Wake Forest, NC(Zone 7b)

OCCAROL,
Thank you. In NC, I am very cautious to protect honey bees and other pollinators like the bumble bee looking bees and the many small wasp family pollinators. The whiteflies I am fighting are in Port St. Lucie, FL and I have not seen a bee here at all. Possibly the citrus farmers killed them all years ago.

Beside, since the whiteflies came, the hibiscus buds are falling to the ground long before they can produce a pretty flower.
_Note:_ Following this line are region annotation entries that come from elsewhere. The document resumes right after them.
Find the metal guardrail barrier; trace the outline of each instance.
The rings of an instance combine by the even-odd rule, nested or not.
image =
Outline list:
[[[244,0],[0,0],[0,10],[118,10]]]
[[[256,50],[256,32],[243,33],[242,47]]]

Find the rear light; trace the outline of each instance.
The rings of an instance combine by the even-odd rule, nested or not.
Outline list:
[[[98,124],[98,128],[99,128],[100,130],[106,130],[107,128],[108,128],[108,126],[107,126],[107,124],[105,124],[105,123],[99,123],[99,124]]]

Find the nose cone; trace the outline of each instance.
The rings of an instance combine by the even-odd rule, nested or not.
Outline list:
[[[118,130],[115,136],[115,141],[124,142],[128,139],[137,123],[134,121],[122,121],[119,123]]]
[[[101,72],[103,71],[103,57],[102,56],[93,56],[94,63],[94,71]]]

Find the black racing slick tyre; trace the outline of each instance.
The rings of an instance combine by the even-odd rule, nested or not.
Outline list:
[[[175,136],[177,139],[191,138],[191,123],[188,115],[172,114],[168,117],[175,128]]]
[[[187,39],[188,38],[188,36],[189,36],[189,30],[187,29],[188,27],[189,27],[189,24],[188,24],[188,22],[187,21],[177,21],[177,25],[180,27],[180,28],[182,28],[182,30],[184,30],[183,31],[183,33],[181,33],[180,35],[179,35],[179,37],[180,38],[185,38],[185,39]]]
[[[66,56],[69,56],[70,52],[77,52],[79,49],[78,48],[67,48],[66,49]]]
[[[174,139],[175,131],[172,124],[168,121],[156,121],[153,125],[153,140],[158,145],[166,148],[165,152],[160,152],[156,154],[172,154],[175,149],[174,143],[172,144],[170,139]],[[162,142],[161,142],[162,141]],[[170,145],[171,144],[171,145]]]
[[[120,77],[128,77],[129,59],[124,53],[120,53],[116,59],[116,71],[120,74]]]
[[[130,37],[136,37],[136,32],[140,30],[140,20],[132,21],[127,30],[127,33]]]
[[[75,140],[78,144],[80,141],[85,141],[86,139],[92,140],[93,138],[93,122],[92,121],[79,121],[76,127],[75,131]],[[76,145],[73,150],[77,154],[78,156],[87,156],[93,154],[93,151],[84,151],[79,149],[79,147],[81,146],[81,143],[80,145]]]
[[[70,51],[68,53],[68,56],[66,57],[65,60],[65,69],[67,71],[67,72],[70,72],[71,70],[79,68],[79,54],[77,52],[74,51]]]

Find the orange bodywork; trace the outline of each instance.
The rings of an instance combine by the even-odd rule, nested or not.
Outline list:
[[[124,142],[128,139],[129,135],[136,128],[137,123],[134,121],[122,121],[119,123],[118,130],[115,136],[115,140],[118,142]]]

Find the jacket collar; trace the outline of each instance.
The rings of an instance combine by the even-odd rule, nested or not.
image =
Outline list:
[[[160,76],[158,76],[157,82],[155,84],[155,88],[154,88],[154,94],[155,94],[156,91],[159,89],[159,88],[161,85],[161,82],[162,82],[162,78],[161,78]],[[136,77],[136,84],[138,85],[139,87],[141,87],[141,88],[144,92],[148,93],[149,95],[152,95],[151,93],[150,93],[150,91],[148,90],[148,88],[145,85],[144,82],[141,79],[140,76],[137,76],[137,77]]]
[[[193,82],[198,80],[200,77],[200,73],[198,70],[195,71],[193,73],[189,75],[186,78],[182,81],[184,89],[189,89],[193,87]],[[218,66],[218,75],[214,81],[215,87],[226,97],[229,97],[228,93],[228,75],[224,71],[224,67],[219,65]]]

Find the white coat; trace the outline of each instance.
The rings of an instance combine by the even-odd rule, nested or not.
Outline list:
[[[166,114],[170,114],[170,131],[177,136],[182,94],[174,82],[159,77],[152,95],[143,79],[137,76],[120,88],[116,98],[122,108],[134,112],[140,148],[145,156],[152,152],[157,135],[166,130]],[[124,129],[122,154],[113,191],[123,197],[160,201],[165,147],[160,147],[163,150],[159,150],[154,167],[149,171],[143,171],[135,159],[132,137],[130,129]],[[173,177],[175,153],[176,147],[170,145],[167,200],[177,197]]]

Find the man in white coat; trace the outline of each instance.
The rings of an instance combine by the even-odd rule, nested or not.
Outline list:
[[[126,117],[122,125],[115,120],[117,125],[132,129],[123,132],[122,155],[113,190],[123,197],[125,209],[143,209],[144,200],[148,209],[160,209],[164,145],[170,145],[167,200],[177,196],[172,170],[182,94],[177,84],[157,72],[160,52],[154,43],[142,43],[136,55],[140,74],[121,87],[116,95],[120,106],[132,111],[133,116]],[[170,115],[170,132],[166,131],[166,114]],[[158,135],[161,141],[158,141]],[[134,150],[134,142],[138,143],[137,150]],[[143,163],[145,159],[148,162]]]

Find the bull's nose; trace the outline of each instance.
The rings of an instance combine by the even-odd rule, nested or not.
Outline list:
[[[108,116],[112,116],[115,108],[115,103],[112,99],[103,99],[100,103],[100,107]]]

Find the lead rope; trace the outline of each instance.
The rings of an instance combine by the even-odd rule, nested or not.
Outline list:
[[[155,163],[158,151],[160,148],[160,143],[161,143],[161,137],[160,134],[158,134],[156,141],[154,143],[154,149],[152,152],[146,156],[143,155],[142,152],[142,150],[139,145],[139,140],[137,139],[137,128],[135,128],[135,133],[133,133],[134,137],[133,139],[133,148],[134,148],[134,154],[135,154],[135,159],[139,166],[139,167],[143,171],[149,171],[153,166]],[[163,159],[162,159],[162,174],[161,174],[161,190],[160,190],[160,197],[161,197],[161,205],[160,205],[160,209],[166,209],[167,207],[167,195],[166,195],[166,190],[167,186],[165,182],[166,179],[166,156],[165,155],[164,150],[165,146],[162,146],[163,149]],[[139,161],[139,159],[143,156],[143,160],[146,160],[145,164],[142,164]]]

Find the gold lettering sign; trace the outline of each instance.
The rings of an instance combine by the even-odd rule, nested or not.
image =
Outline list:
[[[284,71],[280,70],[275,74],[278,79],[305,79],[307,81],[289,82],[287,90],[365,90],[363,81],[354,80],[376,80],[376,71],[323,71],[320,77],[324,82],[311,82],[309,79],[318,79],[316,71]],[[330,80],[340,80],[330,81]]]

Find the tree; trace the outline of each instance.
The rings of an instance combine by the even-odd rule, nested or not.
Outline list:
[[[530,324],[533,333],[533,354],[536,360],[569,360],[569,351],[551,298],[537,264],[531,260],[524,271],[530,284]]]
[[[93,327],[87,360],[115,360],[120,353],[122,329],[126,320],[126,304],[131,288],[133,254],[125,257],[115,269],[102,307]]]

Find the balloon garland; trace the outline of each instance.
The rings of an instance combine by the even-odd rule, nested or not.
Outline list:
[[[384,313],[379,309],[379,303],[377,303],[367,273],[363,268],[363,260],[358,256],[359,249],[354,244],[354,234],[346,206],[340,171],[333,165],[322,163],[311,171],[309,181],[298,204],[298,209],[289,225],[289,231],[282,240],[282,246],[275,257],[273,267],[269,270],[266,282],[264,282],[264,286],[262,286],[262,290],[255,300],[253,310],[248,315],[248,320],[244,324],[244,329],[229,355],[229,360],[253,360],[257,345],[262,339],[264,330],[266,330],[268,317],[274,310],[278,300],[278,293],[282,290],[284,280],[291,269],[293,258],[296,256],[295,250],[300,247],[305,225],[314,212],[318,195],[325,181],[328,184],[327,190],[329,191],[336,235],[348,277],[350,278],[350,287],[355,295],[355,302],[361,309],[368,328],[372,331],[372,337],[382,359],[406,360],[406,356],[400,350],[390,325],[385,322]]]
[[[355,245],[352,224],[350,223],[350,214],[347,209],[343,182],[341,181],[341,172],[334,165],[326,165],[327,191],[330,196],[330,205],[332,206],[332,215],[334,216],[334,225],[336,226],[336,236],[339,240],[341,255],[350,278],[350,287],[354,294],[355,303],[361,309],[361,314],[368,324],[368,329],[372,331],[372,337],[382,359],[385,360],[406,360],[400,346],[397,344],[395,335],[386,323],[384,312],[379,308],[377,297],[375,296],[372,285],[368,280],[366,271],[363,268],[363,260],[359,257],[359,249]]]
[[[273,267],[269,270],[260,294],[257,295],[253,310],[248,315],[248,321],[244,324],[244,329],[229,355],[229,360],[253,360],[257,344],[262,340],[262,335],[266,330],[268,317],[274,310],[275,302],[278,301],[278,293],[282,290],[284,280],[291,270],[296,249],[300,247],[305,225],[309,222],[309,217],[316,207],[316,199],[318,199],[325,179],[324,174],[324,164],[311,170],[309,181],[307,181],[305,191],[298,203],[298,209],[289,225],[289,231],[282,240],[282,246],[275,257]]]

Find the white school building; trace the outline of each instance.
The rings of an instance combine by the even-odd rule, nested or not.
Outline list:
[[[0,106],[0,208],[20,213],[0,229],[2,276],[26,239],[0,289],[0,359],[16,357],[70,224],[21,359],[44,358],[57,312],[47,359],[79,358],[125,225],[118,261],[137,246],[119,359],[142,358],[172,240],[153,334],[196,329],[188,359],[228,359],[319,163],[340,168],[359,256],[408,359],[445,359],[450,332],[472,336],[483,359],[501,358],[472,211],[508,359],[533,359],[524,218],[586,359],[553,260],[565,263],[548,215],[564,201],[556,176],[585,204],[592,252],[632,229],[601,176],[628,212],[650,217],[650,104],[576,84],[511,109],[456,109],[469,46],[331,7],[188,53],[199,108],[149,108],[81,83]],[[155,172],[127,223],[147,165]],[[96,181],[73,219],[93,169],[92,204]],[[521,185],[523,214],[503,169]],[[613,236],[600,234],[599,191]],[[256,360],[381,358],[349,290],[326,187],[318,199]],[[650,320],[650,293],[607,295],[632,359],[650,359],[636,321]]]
I sprayed twice in the morning with the Bayer stuff, before the breeze started. I may resort to digging up and throwing away all the hibiscus if I can't control the whiteflies.

Albany, ME(Zone 4b)

If you happen to finally get control of whiteflies in house plants, consider using those yellow sticky things to find out early if they're coming back. We had hibiscus for decades and no problem (indoors), but when the white flies showed up it took me literally years to get rid of them. Sometimes I could get them to go away by removing ALL leaves. Findally we just threw out our biggest and most infested plant. We seemed to get control by frequent applications of a spray labeled "white fly" and something else (not at home now.... will post name when I get home) and also insecticidal soap, which I think gets the nymphs. Anyway, no sign all summer when we took them outside. We brought them in and I hung the yellow stick papers, and in a few days I found ONE white fly. I sprayed immediately. None for about 2 weeks. Then ONE. Sprayed again. I'm hoping early detection will be the secret.